My journey with the Listener began when my first journey to Aotearoa New Zealand ended. I came home from my 2018 trip with a huge crush on the nation and its people, and wrote a piece about why I wanted to live there, that the Listener graciously published.
This February, I finally scratched my seven-year itch, and my crush has grown into true romantic love. So, instead of another lament about Donald Trump turning the US and much of the world into playthings for his endless narcissism, it’ll be better for my psyche – and hopefully yours – to offer Why I Want to Live in Aotearoa New Zealand 2.0.
My family spent three weeks in the South Island in January 2018, so this time we decided – sans adult kids, sadly – to give the North Island equal time, and it did not disappoint. So here’s a new list of reasons I’d like to leave one of the last land masses to experience human habitation for the very last:
1. Our Supreme Court gave legal personhood status to corporations. Your government gave similar status to a river, a mountain, and a national park. If this doesn’t loudly proclaim two wildly different sets of national priorities, I can’t think of anything that would.
2. I read enough of David Hackett Fischer’s Fairness and Freedom: A History of Two Open Societies, New Zealand and the United States, to understand his thesis, and see it played out here over and over. He argues the US prioritises freedom and individual liberty, while New Zealand prioritises fairness.
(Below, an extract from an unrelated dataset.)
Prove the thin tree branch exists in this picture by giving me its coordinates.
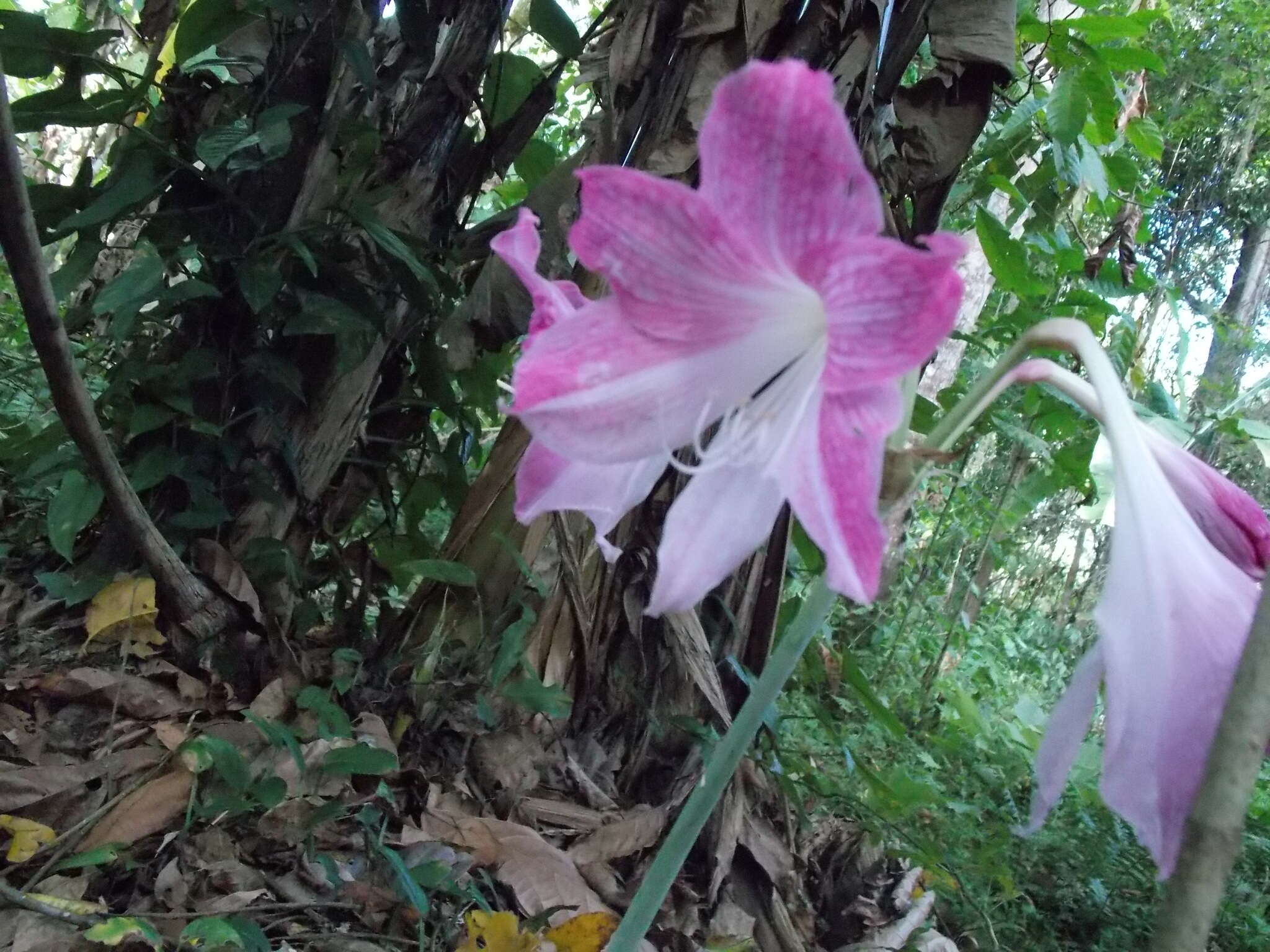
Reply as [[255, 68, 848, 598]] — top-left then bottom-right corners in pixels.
[[0, 881, 102, 929], [1150, 586, 1270, 952], [0, 63, 231, 635]]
New Zealanders seem to enjoy ample freedom and liberty, but your emphasis on fairness creates a fundamental bond among and between people that has been vividly apparent at every turn, even in granular situations like when we ordered drinks at a crowded restaurant and voiced our desire to also order food. Our server apologised but said she had to take the order of the folks who sat down just before us.
As a travelling partner put it, over here, your fist’s freedom extends all the way to just before the tip of my nose.
3. Honking in Wellington’s Mt Victoria tunnel: In the US, honking is often a prelude to road rage. Here, as comedian Jerome Chandrahasen put it, “That little beep says, ‘I see you friend! You’re small, but you are one of us, and you matter.’”
4. A sense of humour, whimsy, and adventure are everywhere. It can be as simple as an exhibit at Wellington Museum, where instead of just telling you what’s in front of you, two options are offered for you to vote on.
5. Carrotland. I was gutted we couldn’t stop and spend five hours there, but the fact that there is a Carrotland – a place of reverence for the opposite end of the orange spectrum to Trump’s evil – is balm for my battered soul.
6. From Rotorua’s Kerosene Creek to Coromandel’s Hot Water Beach, the warmth of your waters mirrors the warmth of your people. There is a near-universal willingness to chat and offer help from the many folk I’ve engaged in conversation. We encountered only three people who ever-so-slightly diverged from the norm, prompting a friend to say there should be a National Registry for Indifferent Kiwis.
7. Breakfast. Every poached egg has been perfectly cooked, and eggs benedict on a crispy potato cake and focaccia instead of a flaccid English muffin is culinary genius.
8. Non-aggressive black swans. My wife and I have mild PTSD from a black swan attack in the US, so the languid ones on Lake Rotorua were welcome.
9. Beaches. From Enclosure Bay on Waiheke Island to Lonely Bay near Whitianga, the beauty and population paucity of your strips of sand and sea are simply amazing.
10. Birds. From tūī to fantails, kākā, takahē, shags and more, my avian fantasies are always amply fulfilled.
That’s far from the full list, but humans seem to love round numbers, so I’ll end this as I ended my first Listener piece: It’s your move, Department of Immigration.
PS: Sorry, but I still have no skills.